Over the meal, which is, of course, delicious, Maya begs Ray to go to "the Pipe" for a swim. He's been using the sawmill to cut logs, and is anxious to finish the job today, so he says, "You guys can go without me." Then, with no further pressure, he abruptly relents: "Okay, I'll go. But just for an hour."

The Pipe is so nicknamed for the fat irrigation pipe suspended above the swimming hole, which provides a prime spot for jumping off. The water is incredibly clear and shriek-inducingly cold. Today, though it's a weekday, we're soon joined by ten or so others: sunbathing college kids, twentysomething stoners, a middle-aged guy with a pot belly and beers, two water-wary preschoolers in lifejackets, and a handful of extremely enthusiastic dogs. Feeling oddly timid, and too chilly to spend more than moments at a time in the water, I sit quietly on the shore and watch the genial interactions.

Back at the farm, I help Maya more in the kitchen: for-reals help this time. I've been offering to wash dishes at just about every opportunity, mostly because it's a way to help that involves minimal opportunities to screw things up. Last night, Maya cheerfully informed me that "Being a farm wife is a lot like being a scullery maid," because there are always so many things to wash. So my assistance with the endless task of dishes is making a better impression than I could have hoped. Meanwhile Maya, though busy with other tasks, is overflowing with explanations, instructions, anecdotes, and helpful information on a multitude of topics.

Then there is dinner, and after dinner I'm washing more dishes, because why not; but the topic of who's done dishes lately comes up, and before I know it Ray has been shamed into taking over for me.
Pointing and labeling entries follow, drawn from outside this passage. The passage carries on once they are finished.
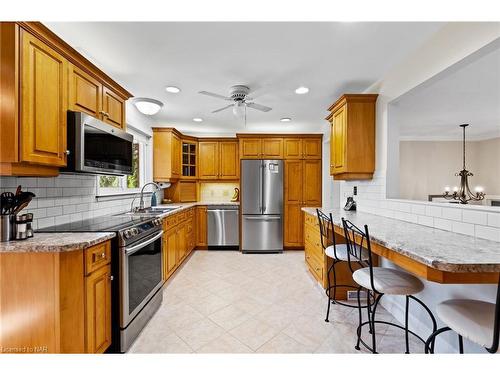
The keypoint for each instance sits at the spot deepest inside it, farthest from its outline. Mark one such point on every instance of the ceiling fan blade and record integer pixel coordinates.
(223, 108)
(259, 107)
(214, 95)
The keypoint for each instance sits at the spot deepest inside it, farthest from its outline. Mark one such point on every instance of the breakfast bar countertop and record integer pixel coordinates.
(436, 248)
(55, 242)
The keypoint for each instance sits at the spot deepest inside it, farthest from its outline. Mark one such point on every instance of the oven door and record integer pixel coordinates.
(141, 275)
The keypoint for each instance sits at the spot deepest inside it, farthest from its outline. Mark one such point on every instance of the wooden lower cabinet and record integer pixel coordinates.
(98, 310)
(318, 263)
(56, 302)
(169, 252)
(201, 226)
(178, 239)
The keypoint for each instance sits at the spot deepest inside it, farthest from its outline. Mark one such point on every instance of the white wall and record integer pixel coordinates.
(72, 197)
(448, 46)
(426, 167)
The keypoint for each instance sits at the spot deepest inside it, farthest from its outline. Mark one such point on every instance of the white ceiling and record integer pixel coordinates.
(271, 58)
(468, 92)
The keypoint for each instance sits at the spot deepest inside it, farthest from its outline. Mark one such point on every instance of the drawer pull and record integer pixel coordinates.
(97, 257)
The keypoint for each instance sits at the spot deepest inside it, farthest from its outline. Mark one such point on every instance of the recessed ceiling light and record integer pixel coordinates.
(301, 90)
(173, 89)
(148, 106)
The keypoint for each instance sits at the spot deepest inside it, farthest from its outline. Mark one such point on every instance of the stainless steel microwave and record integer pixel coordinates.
(96, 147)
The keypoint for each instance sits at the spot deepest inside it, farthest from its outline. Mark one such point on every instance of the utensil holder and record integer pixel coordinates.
(6, 228)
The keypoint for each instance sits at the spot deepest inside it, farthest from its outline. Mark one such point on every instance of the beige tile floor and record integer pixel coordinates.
(228, 302)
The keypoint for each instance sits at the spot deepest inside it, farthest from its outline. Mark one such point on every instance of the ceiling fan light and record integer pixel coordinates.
(239, 109)
(148, 106)
(301, 90)
(172, 89)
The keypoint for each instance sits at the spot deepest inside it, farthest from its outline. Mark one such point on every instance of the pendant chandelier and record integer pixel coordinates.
(463, 194)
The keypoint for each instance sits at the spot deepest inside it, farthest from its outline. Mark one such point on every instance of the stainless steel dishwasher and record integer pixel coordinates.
(223, 227)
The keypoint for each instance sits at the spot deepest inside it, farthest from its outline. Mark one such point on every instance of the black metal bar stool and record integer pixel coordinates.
(337, 253)
(378, 281)
(478, 321)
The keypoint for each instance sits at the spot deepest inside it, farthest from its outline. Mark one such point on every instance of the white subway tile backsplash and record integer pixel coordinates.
(442, 223)
(426, 220)
(463, 228)
(54, 211)
(418, 209)
(474, 217)
(488, 233)
(451, 213)
(433, 211)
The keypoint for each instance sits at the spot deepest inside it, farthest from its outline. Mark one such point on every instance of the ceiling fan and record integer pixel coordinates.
(238, 95)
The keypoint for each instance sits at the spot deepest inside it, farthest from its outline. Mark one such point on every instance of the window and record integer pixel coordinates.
(113, 185)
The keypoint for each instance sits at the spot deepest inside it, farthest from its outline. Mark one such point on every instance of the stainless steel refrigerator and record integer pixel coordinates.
(262, 205)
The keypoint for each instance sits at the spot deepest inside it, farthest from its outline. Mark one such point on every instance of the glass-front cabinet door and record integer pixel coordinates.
(189, 154)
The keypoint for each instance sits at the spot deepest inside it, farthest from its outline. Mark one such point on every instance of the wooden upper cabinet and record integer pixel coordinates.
(176, 155)
(43, 78)
(312, 183)
(166, 155)
(229, 164)
(312, 148)
(84, 92)
(352, 138)
(209, 160)
(302, 148)
(44, 92)
(261, 147)
(339, 138)
(250, 148)
(219, 160)
(292, 148)
(113, 108)
(293, 181)
(89, 95)
(272, 148)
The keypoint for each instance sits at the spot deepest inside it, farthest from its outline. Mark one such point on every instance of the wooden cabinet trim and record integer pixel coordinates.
(43, 33)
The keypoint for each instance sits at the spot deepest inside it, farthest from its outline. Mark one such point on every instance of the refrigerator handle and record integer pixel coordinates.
(260, 187)
(263, 185)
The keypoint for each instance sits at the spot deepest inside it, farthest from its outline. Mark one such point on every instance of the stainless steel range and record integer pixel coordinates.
(137, 261)
(140, 257)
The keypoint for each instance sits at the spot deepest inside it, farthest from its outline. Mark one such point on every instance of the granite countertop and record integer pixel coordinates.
(439, 249)
(55, 242)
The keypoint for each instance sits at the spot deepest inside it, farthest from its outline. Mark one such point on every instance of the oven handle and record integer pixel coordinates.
(133, 249)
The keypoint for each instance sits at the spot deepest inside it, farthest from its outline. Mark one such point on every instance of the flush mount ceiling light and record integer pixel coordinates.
(172, 89)
(301, 90)
(148, 106)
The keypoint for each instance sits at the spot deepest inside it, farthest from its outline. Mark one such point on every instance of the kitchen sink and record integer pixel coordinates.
(150, 211)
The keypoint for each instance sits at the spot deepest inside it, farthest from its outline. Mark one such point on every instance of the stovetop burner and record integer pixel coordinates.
(108, 223)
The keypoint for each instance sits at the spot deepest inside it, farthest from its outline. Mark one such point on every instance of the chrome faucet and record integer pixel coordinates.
(141, 202)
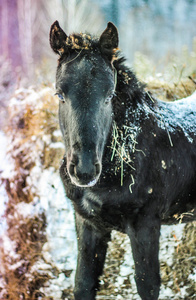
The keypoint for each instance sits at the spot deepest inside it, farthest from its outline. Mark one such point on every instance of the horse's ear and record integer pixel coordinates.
(109, 40)
(58, 39)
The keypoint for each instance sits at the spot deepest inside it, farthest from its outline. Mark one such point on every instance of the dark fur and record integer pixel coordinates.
(158, 183)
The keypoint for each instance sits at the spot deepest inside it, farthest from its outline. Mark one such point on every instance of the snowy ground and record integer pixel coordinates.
(60, 250)
(59, 253)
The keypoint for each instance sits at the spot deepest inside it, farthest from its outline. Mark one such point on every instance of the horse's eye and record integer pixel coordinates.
(60, 96)
(109, 98)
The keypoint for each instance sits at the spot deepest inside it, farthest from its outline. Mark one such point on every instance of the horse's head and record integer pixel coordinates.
(85, 84)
He's worked a lot harder than I have today, but my weak protestations are overruled, so I hang out until milking is done and we all settle into the screened yurt to watch a movie, Netflix'd of course: "Babe." You know the one, about the pig who learns to herd sheep? None of us have seen it in ages, and I'm curious to see what filmmaking blunders will become apparent now that I'm in the company of people who really know pigs. There isn't much; one rear shot of Babe is, to my hosts, obviously that of a girl piglet, but the only other near-criticism is "That's the slowest-growin' white pig I've ever seen." More attention is given to the phrase "It's the way things are!" as an explanation for why certain farm animals are regarded as food by humans. This line will be quoted over and over again throughout the coming days. The line "Christmas means carnage!" (as recited by the film's Greek chorus of mice) also meets with much merriment.

When at last I tumble into bed, I fall asleep pondering whether I can manage to come back here again next summer.